– А почему бы и нет? – Он протянул мне руку. – Кстати, я – Коннор Дрейк.
– Поздравляю.
Коннор рассмеялся и опустил руку.
– Идем. Тебе же нужно переодеться, правда?
Я стиснул зубы.
– Наверное.
– Тогда идем.
Он пошел к выходу, и я зашагал следом.
– Ты новенький, да? В прошлом году тебя здесь не было.
– Ясен перец. Я Уэс Тёрнер, тот убогий, которого приняли из жалости.
Темные брови Коннора почти сошлись на переносице.
– Из жалости… О, так это был ты? Ты выиграл конкурс сочинений? Тогда понятно, почему Кингсли так тебя обозвал. Слушай, не позволяй ему тебя доставать. Вообще-то, он парень неплохой. Мы с ним с детского сада друг друга знаем.

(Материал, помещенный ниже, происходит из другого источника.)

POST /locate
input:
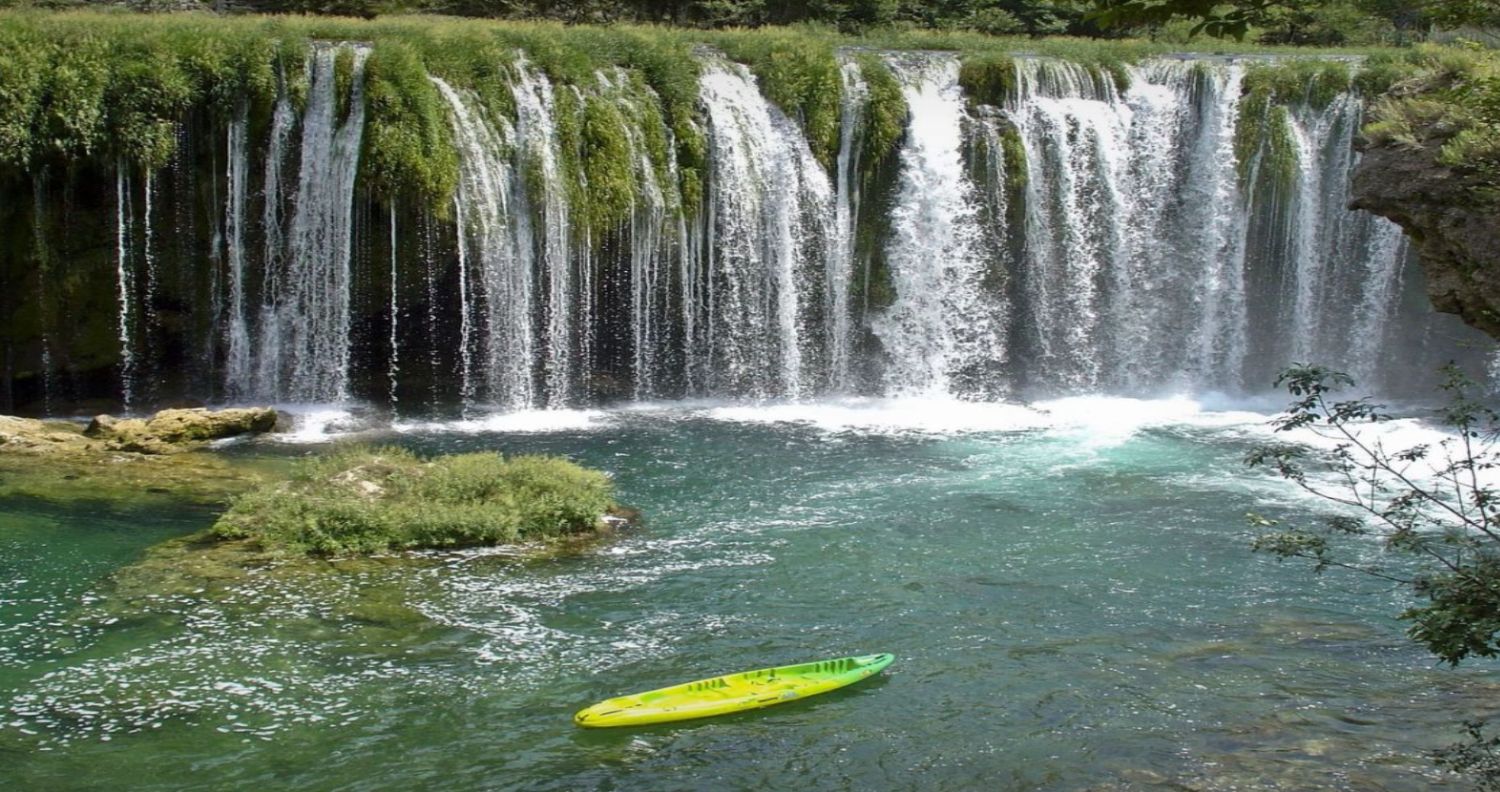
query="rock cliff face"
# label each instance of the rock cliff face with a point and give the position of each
(1455, 228)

– И он всегда был таким придурком?
Коннор рассмеялся.
– Почти всегда. – Он кивнул охраннику, стоящему возле двери: – Привет, Норм. Я сбегаю ненадолго домой, возьму кое-что для моего друга.
Охранник Норм открыл Коннору дверь, точно дворецкий в дорогущем отеле.

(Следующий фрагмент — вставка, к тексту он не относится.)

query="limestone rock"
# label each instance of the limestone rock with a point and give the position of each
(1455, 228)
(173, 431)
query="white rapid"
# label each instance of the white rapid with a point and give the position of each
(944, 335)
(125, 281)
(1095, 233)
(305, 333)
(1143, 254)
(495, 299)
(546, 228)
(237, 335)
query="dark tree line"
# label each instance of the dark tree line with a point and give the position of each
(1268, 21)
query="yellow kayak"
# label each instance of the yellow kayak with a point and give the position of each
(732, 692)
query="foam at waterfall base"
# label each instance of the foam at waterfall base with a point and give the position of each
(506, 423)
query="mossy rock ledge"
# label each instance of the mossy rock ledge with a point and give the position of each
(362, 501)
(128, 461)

– Возвращайтесь до звонка.
– Обязательно.
– Как ты это сделал? – спросил я, когда мы вышли из здания школы в объятия солнечного сентябрьского дня. – С обеда же не выпускают.
– Мои родители жертвуют много денег, – ответил Коннор и ослепительно улыбнулся. – Очень много денег.
Мы свернули за угол, прошли по Дартмут-стрит и попали в район старинных, элегантных домов, сложенных из темно-желтого песчаника, с черными коваными решетками. Я вслед за Коннором прошел по дорожке из красного кирпича, мимо старомодных уличных фонарей.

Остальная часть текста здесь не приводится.